Обсуждение: Data corruption

Поиск
Список
Период
Сортировка

Data corruption

От
Konrad Garus
Дата:
Hello,

we have a database that apparently got corrupted in a crash a few months ago, long enough that there is no "good" backup.

There are at least two tables occasionally emitting errors like this:

ERROR: invalid page header in block 39684 of relation base/12926/32397 while performing SQL query: SQL DML: insert into foo (a, b, c) values (?, ?, ?) | PARAMETERS: foo, bar, baz: org.postgresql.util.PSQLException: ERROR: invalid page header in block 39684 of relation base/12926/32397

The files in question (e.g. 32397) correspond to the table itself, not an index. The larger of these tables has two files (32397 & 32397.1), almost 2G total.

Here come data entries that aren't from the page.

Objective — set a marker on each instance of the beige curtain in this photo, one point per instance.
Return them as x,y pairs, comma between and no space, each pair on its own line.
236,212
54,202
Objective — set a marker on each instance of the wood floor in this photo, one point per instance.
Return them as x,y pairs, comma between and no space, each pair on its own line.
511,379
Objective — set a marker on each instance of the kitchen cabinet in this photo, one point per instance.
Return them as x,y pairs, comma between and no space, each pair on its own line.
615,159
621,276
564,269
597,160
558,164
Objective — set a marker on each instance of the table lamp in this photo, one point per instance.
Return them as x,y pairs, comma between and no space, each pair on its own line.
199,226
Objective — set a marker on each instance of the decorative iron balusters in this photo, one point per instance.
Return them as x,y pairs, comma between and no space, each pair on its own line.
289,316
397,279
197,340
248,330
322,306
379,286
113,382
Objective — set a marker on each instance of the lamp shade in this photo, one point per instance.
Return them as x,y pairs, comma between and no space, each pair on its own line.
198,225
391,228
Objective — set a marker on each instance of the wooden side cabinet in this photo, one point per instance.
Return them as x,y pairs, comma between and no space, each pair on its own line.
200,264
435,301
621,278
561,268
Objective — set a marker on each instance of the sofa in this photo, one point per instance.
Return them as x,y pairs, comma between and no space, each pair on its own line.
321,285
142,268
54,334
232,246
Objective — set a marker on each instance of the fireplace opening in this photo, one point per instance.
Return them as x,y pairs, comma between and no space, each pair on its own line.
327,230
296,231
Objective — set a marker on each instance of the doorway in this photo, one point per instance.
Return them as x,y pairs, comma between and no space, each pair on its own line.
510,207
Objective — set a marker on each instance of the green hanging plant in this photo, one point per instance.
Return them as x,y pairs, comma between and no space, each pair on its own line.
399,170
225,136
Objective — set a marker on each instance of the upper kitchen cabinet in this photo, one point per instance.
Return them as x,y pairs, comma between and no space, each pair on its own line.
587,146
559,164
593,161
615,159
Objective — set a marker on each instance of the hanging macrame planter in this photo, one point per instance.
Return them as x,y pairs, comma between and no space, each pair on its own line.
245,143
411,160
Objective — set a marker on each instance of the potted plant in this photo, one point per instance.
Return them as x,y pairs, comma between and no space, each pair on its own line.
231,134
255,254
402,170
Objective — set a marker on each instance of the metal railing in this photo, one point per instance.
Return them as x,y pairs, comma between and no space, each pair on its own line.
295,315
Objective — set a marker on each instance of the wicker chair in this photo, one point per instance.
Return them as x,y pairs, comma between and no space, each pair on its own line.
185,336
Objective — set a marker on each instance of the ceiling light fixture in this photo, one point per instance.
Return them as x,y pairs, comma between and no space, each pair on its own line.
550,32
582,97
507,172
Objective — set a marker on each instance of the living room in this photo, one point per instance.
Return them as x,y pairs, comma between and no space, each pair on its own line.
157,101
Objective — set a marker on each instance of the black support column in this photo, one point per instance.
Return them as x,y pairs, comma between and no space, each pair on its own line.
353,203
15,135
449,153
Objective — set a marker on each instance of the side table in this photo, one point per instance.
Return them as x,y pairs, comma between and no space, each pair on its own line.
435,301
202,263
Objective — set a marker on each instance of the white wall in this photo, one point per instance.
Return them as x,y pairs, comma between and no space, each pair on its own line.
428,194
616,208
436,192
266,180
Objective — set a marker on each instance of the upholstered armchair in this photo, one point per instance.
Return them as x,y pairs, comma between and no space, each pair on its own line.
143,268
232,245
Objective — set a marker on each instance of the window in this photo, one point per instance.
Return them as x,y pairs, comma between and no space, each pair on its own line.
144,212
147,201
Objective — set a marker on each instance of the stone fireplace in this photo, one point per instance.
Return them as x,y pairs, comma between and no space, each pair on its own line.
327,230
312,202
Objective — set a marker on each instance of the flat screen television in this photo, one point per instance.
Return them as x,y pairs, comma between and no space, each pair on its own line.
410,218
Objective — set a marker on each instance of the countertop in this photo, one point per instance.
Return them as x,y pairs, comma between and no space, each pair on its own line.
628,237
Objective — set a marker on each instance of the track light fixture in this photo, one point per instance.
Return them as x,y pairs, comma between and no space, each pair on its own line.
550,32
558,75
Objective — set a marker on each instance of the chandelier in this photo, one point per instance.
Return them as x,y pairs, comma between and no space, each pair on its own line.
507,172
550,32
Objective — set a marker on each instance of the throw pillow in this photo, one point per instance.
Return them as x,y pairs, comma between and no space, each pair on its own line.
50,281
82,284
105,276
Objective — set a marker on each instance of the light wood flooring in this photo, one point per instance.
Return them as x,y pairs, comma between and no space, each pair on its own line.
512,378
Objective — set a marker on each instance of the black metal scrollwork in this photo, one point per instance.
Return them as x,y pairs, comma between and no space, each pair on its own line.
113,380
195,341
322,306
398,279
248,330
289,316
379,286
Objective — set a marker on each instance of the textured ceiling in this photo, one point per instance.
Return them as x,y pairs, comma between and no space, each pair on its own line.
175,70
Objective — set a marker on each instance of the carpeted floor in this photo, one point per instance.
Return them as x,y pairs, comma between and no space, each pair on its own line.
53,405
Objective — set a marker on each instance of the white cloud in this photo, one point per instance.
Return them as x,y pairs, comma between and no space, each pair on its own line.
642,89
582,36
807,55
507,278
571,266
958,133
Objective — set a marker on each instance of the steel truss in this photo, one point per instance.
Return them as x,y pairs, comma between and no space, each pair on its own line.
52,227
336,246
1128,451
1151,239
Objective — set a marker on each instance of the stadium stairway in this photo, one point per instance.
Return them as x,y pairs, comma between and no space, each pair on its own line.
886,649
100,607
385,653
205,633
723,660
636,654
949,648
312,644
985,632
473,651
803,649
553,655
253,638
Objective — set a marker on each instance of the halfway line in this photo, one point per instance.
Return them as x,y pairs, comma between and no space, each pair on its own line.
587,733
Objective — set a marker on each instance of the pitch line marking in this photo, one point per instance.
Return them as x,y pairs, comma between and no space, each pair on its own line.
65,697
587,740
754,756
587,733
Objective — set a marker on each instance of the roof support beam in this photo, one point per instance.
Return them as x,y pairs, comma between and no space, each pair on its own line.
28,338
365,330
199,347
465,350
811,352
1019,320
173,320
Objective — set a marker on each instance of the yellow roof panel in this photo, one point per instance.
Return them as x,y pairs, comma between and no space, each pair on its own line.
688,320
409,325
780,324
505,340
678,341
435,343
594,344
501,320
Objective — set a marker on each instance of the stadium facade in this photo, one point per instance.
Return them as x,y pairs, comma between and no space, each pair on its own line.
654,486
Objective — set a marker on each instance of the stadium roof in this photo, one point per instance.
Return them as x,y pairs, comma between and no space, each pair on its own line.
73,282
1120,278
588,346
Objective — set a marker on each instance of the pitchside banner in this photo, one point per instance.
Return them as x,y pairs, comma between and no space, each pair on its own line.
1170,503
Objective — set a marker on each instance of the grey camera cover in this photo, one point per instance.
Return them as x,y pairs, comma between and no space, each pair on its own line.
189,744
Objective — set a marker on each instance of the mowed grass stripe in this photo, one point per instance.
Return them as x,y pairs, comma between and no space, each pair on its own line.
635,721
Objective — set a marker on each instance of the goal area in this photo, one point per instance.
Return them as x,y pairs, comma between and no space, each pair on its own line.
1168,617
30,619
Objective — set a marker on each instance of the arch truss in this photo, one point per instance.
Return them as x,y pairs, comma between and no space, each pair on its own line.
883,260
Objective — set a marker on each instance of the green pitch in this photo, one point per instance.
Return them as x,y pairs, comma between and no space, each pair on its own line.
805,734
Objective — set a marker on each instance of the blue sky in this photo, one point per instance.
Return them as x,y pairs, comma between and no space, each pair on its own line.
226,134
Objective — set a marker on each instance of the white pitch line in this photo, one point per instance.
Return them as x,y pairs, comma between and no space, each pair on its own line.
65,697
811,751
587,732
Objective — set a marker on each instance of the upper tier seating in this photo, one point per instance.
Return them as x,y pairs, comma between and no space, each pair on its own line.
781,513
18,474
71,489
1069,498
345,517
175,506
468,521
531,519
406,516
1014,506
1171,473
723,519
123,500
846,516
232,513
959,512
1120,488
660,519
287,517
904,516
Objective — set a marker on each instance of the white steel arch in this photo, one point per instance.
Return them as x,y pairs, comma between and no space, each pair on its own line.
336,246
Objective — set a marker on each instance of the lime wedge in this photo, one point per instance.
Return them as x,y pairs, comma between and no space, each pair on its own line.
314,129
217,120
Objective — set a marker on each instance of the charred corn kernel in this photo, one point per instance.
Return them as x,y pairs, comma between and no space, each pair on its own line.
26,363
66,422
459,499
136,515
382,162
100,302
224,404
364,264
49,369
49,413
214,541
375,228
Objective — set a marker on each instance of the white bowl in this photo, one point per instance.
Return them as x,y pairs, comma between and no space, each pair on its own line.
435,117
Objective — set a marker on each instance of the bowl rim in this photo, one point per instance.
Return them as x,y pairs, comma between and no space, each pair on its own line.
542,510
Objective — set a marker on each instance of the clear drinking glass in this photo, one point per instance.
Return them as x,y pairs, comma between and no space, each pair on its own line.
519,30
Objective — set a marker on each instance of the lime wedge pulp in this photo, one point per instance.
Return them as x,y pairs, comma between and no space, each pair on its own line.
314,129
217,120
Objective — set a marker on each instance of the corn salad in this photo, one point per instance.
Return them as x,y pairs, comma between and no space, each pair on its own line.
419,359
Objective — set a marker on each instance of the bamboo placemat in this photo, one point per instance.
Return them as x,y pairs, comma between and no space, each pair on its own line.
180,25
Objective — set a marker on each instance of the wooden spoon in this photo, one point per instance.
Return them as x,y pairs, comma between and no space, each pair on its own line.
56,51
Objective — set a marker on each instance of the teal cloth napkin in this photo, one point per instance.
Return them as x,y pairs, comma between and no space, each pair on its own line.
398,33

To make things worse, vacuum ends with:

ERROR:  could not access status of transaction 2828785257
DETAIL:  Could not open file "pg_clog/0A89": No such file or directory.

That file is nowhere to be found.

When I do this:

set zero_damaged_pages = on;
select count(*) from foo

It shows 3 errors like this:

WARNING:  invalid page header in block 78550 of relation base/12926/31642; zeroing out page
WARNING:  invalid page header in block 78551 of relation base/12926/31642; zeroing out page
WARNING:  invalid page header in block 78552 of relation base/12926/31642; zeroing out page

One idea I found is to generate a zero file for the missing clog, set zero_damaged_pages=on, then vacuum or recreate the table. Looks like it might work, but I'm trying to understand the implications.

1. When I generate a zero clog file like this, what impact will it have on everything? Can it break anything else in the database, introduce some kind of inconsistency with other (correctly committed) table data?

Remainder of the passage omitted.